Floating Lotus (kleine Zeltbühne, meist regionale Folk-Bands): Forest of Fools (www | facebook | youtube), Drum’n’Brass-Accoustic-Dance-Folk-Band von Jez Gibbons (Milton Keynes), (damals noch Snufkin, jetzt) Young Waters (www | facebook | youtube), Accoustic-Roots-Folk-Song-Band aus Bristol, intensiv, natürlich, sympathisch, Sound of the Sirens (www | facebook | youtube), Frauen-Folk-Pop-Singer-Songwrighter-Duo aus Exeter, Abbe Martin & Hannah Wood.
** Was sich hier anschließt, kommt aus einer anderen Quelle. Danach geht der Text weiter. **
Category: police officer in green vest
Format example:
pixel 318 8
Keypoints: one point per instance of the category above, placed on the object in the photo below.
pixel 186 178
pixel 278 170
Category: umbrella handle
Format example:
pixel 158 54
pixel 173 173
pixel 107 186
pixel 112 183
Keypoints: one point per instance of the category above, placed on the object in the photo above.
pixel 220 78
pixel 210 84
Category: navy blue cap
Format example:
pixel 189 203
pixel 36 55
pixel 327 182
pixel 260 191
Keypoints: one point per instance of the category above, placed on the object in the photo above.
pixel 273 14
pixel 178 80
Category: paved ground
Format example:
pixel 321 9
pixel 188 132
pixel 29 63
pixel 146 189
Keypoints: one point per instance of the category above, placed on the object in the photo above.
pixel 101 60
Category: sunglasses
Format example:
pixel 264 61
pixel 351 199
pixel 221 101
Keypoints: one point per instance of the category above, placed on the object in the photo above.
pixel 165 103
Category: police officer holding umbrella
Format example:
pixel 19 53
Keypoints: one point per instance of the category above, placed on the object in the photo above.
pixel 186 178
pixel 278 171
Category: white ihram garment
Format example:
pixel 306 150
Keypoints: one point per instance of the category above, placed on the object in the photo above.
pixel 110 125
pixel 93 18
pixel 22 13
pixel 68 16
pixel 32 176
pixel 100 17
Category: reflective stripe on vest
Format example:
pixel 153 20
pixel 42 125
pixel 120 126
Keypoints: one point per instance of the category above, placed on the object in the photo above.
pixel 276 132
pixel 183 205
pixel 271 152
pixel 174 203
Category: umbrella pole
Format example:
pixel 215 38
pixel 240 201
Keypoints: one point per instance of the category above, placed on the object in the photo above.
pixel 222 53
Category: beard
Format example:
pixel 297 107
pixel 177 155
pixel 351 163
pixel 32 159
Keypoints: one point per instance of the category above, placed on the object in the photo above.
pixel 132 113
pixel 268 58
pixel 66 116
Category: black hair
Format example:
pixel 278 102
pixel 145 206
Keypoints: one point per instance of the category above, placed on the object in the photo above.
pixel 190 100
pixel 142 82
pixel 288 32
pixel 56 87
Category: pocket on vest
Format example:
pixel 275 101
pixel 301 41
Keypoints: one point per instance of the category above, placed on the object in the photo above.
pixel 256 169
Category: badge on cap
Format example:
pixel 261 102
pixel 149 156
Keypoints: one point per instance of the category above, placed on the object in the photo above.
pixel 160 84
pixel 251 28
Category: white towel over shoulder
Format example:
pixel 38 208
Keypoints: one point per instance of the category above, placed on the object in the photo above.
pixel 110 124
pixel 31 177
Außerdem begann in Kidztown/Whistlers Green die Sunday Carnival Parade (youtube), ein extravaganter Karnevalsumzug mit Samba-Bands und fantastischen Kostümen.
Boomtique
war kein Veranstaltungsort, sondern „Komfortzonen“ auf dem Festivalgelände, die man gegen Extragebühr benutzen konnte (unbedingt empfehlenswert). Dort gab es saubere Klos, Duschen, Sauna, Warmbad, Massage, Imbiss und vor allem Ruhe. Sonst gibt es in Boomtown nämlich nur einfache Wasserzapfstellen, die mit der Zeit ziemlich verschlammen, ganz zu schweigen von der allmählichen Verwüstung der mit Sägespänen betriebenen Trockenklos. Überhaupt gab’s eine zunehmende Vermüllung des Festivalgeländes mit der Zeit – dirty old town. Das gibt’s ja bei jeder Großveranstaltung, aber bei englischen Jugendfestivals vielleicht noch mal ’n Zacken extremer. Aber die Organisatoren bemühen sich auch, solche Massenprobleme in den Griff zu kriegen und nachhaltige Lösungen zu finden, z.B. durch Mülltrennung, kompostierbare Verpackungen oder Ecobonds, 10-£-Pfand, den man durch Mülleinsammeln wieder auslösen kann.
Überhaupt ist das Boomtown Festival weltoffen, anarchistisch, friedlich, freundlich, liberal, sozial, wohltätig und ökologisch ausgerichtet. Es gibt Initiativen der regionalen Nachhaltigkeit, der Förderung regionaler Initiativen in Winchester, Förderung regionaler Bands durch Auftrittsmöglichkeiten, regionale Produkte und Veranstalter, Fairtrade, kinder- und familienfreundliche Angebote, Initiativen zur Flüchtlingsintegration, Diskussionsangebote, Workshops… Wenn es auch für mich nicht unbedingt die musikalischen Highlights gab, ist Boomtown doch ein wahnsinniges Erlebnis von Vielfalt, Ausgelassenheit und Feierwut. Und ziemlich anstrengend ist auch. Wir haben an den Festivaltagen längere Wegstrecken zurückgelegt, als bei unseren Wanderungen, und dazu kam noch hüpfen und tanzen. Nach 4 Tagen waren wir aber auch wieder froh, der Meute zu entkommen und unser eigenes Ding machen zu können. Wir wollten weiter westwärts zur schön ruhigen Küste Cornwalls.